Banana trees grow 30 feet tall with a 15-foot spread. They grow and produce fruit in U.S. Department of Agriculture plant hardiness zones 9B through 11. According to the Forest Service, the tree will produce fruit in USDA zones 8 and 9 as long as winter temperatures do not dip below freezing.
These plants, once established, produce suckers. The suckers are the means of propagating the banana tree, and planting can take place at any season of the year. When small, suckers are called peepers. They develop into one of two different types of suckers on the plant:
- Sword suckers that grow to 4 feet tall with narrow leaves. These suckers develop into fruitful psuedostems at maturity and so are a good choice for planting.
- Water suckers that grow to 4 feet but have broad leaves. These are generally poorly attached to the root and can produce weak, less fruitful plants.
Things You'll Need
- Sharp spade
- Organic compost
- 6-2-12 granular fertilizer
Cut the underground base of a sucker once the diameter of its stem is between 2 and 6 inches. Use a sharp spade and carefully slice it from its mother rhizome. Remove the largest leaves and be sure the sucker has many, healthy-looking roots. If the sucker is very large, remove its head at ground level with pruners. Sterilize pruners before use by soaking in a solution of 1 part water to 1 part denatured alcohol.
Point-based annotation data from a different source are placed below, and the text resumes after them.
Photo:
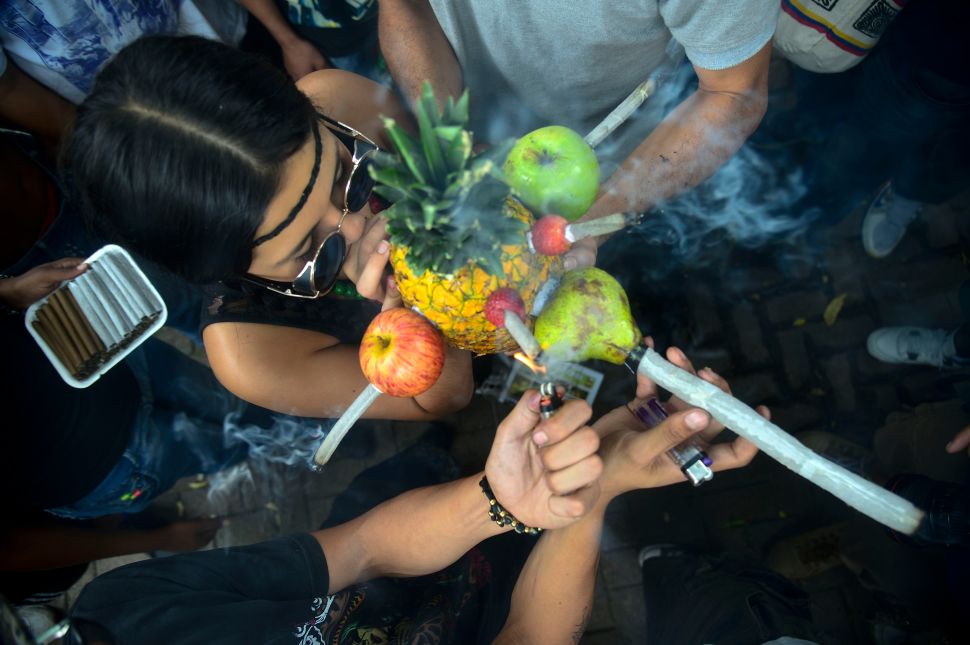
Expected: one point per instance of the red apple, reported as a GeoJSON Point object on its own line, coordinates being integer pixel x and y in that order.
{"type": "Point", "coordinates": [402, 353]}
{"type": "Point", "coordinates": [553, 170]}
{"type": "Point", "coordinates": [499, 301]}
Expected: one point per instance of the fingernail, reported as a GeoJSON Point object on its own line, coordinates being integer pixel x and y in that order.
{"type": "Point", "coordinates": [696, 420]}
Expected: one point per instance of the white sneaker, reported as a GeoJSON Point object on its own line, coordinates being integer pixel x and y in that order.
{"type": "Point", "coordinates": [913, 345]}
{"type": "Point", "coordinates": [882, 231]}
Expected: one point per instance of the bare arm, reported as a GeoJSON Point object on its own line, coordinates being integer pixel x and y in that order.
{"type": "Point", "coordinates": [425, 530]}
{"type": "Point", "coordinates": [553, 597]}
{"type": "Point", "coordinates": [30, 106]}
{"type": "Point", "coordinates": [690, 144]}
{"type": "Point", "coordinates": [417, 50]}
{"type": "Point", "coordinates": [307, 373]}
{"type": "Point", "coordinates": [300, 57]}
{"type": "Point", "coordinates": [419, 532]}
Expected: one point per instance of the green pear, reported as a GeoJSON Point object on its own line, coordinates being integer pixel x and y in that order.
{"type": "Point", "coordinates": [587, 317]}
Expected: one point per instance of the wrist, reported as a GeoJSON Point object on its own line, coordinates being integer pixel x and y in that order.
{"type": "Point", "coordinates": [475, 512]}
{"type": "Point", "coordinates": [501, 516]}
{"type": "Point", "coordinates": [7, 304]}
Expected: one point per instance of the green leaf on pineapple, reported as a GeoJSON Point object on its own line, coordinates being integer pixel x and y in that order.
{"type": "Point", "coordinates": [457, 145]}
{"type": "Point", "coordinates": [427, 115]}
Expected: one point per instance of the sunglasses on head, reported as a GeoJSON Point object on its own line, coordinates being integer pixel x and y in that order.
{"type": "Point", "coordinates": [320, 273]}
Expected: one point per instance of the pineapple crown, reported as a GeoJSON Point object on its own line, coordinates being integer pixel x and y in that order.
{"type": "Point", "coordinates": [448, 205]}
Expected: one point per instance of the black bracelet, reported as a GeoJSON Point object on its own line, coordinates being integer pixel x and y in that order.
{"type": "Point", "coordinates": [502, 517]}
{"type": "Point", "coordinates": [5, 309]}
Remove weeds and shovel out the soil from a planting location. Pick a spot that is sunny and wind-protected. Select a spot with very fertile soil and a pH of 5.5 to 7.0. Planting atop an old compost pile creates fine banana soil, but any moist, well-draining, fertile soil will work. If you need to work in organic compost to make the soil more fertile, first dig out a planting area, then mix 1 part compost with 1 part native soil.
Plant the sucker at the same depth in the new location as it was in the old one. Dig a hole at least three times larger than the sucker roots. Once the sucker is in place, fill in the hole with soil and tamp it down. Immediately water the plant well. Apply a 2- to 3-inch layer of organic mulch, keeping it several inches from the foliage.
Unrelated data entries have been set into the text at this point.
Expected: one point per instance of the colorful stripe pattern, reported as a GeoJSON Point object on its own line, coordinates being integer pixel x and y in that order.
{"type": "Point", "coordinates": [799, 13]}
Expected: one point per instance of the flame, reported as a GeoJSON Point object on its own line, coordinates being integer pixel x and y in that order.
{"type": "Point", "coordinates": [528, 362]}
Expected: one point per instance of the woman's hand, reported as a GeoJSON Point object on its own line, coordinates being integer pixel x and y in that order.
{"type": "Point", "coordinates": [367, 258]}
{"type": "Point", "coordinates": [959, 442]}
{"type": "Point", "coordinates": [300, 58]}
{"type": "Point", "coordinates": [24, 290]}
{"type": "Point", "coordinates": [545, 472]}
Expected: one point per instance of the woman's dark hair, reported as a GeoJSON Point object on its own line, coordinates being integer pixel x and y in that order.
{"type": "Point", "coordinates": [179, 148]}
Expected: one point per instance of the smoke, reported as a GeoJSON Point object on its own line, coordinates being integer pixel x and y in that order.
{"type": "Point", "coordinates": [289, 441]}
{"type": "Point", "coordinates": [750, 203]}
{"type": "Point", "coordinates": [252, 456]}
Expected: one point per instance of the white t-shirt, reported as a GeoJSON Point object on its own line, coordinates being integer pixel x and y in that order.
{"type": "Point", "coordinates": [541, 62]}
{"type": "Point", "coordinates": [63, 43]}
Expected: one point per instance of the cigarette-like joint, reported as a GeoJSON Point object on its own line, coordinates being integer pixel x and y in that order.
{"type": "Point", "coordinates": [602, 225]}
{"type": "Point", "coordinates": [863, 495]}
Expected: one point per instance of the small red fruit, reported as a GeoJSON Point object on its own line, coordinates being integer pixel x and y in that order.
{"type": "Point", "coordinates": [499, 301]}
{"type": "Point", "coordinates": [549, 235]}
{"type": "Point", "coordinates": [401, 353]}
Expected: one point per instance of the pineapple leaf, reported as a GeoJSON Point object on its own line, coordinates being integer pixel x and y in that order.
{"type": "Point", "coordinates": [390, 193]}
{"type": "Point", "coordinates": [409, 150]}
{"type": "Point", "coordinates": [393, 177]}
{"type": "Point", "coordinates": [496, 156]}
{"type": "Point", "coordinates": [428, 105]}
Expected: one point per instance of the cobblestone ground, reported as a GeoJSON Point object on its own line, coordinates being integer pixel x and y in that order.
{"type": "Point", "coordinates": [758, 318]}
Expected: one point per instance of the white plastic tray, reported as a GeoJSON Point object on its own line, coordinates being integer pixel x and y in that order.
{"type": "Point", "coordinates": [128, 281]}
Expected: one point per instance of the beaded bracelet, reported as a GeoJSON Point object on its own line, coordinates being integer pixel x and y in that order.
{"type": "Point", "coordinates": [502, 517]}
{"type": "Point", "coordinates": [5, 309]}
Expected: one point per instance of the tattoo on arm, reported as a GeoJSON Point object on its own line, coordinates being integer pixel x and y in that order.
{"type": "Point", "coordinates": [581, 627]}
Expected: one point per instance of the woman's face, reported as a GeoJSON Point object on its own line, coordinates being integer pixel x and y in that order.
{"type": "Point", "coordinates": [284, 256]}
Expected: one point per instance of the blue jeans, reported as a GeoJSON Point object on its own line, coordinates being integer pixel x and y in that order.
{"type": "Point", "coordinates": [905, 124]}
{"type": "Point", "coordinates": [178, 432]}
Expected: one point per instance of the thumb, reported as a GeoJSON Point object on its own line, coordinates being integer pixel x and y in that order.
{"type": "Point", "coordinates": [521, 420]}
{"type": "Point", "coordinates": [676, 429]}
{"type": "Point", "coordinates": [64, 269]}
Space banana plants between 2 and 3 feet apart if you are growing them for ornamental purposes. Leave at least 8 to 10 feet between them if you hope for fruit production. Plant in a space free of electric wires so the trees can achieve their mature height.
Fertilize young plants by broadcasting 1/2 pound of 6-2-12 fertilizer on the soil every two months. Increase this amount to 5 pounds at flowering and fruiting time. Give the tree 1 to 2 inches of water every week, depending on rainfall, but never irrigate enough to allow standing water by the plant.
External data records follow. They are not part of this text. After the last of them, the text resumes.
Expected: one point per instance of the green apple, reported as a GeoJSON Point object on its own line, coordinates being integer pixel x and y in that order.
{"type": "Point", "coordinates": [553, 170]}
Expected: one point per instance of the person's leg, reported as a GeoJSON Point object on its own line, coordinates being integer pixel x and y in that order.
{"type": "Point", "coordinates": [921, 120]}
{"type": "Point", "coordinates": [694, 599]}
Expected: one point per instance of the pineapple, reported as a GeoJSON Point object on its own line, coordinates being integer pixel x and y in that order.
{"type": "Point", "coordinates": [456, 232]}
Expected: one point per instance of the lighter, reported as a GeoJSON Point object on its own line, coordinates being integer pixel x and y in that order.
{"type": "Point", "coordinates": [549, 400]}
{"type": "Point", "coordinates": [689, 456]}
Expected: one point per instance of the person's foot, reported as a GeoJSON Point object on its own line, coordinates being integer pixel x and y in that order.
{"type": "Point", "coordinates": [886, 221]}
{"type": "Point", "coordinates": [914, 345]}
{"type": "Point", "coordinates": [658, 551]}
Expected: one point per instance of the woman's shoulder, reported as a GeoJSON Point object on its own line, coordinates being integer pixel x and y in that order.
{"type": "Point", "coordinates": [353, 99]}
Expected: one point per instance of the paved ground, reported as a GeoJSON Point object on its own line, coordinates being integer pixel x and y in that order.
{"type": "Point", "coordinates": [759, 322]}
If you buy a banana plant from the garden store instead of removing your own sucker, the planting instructions are largely the same. Like with suckers, you can generally plant a container banana tree at any time in the year if the temperature is not extremely hot and the ground is not very wet.
Dig the planting hole up to three times as deep and wide as the container the plant comes in. Remove the plant from the container with as much of the soil intact as possible, loosen the roots and plant it at the same depth as it was in the container.